L’idée fausse de l’anonymat impénétrable sur Internet

Pour cause : les géants du numérique sont conscients qu’en l’état actuel, il est quasiment toujours possible de retrouver la trace d’un internaute malintentionné. Même les utilisateurs les plus aguerris, agissant avec des faux comptes, se font coincer tôt ou tard dans la toile. La raison ? Chaque ordinateur dispose d’une adresse IP collant à la machine comme l’ADN au corps. Ces suites de chiffres assurent aux machines la capacité de communiquer entre elles selon le « Protocole Internet (IP) ». Remonter jusqu’au fournisseur d’accès est ainsi un exercice aisé.

Pourquoi lever l’anonymat en ligne s’il est possible d’identifier les utilisateurs au comportement délictueux ? L’Europe l’explique par un système sanctionnant plutôt en aval qu’en amont les malfaiteurs sur Internet. De fait, la liberté d’action reste entière jusqu’à ce qu’un acte répréhensible soit commis. Logique. Mais par la suite, les délais sont parfois longs pour remonter jusqu’au malfaiteur.

 

Un intitulé de débat inexact

Concrètement, si l’Europe choisissait de lever l’anonymat en ligne, ne plus autoriser l’usage de pseudonymes permettrait de limiter les malversations. Si un internaute cyberharcèle un autre, ou qu’il propage un discours haineux, son véritable nom et prénom seraient directement visibles. Une condamnation suivrait. Ce qui le découragerait dans bien des cas à adopter une attitude punissable.

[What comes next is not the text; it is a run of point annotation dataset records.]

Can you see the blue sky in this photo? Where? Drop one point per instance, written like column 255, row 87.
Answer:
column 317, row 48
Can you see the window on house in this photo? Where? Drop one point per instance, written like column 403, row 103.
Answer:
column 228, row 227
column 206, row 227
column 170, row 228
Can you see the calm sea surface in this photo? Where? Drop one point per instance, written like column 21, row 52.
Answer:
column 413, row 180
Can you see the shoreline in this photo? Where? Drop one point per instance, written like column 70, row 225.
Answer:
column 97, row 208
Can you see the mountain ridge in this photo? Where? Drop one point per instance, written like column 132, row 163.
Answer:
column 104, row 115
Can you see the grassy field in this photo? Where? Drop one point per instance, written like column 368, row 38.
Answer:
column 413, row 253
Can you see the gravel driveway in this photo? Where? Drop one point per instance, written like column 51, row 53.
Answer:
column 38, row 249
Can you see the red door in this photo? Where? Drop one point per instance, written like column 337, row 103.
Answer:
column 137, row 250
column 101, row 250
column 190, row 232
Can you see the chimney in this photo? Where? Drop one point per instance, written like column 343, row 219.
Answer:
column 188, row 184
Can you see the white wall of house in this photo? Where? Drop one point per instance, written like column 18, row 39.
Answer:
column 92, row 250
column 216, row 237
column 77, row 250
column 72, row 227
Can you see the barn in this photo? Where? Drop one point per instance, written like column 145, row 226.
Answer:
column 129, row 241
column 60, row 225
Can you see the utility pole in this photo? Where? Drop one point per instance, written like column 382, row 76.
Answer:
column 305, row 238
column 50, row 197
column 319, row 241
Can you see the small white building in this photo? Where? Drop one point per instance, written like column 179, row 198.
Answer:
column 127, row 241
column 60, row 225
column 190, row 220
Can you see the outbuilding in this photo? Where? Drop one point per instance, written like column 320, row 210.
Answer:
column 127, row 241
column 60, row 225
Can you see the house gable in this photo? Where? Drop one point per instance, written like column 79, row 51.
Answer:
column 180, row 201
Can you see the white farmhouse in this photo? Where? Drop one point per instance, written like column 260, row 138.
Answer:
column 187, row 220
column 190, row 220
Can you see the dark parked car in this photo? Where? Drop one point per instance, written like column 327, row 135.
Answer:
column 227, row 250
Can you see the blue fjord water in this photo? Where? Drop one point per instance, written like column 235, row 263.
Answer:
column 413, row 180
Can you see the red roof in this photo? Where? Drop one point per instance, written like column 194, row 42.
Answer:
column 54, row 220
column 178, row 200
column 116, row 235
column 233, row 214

Néanmoins, le débat autour de la levée de l’anonymat en ligne ne se fonde pas toujours sur les bons motifs. Les controverses reposent actuellement sur le caractère liberticide de la mesure plutôt que sur la protection qu’offrirait la levée de l’anonymat.

Par ailleurs, si l’on abolissait l’anonymat sur les réseaux sociaux, les convictions politiques, orientation sexuelle et appartenance religieuse partagées s’associeraient à un profil d’utilisateur. Nul ne pourrait y échapper. Car, en théorie, les plateformes pourraient exiger le passeport des internautes pour prouver leur identité.

Du côté de l’UE, les ministres européens de la Justice, en charge des réseaux sociaux, se chargent en priorité de mettre au clair les aspects juridiques. Le rendez-vous qui s’est tenu début février, à Lille, pour discuter de la protection des citoyens contre les crimes et les discours de haine a vu la présence de toutes les grosses entreprises du numérique (Google, Meta, Twitter). Toutefois, la levée potentielle de l’anonymat en ligne est restée, pour l’heure, absente des échanges.

 

* : Le prénom a été remplacé à la demande de la personne.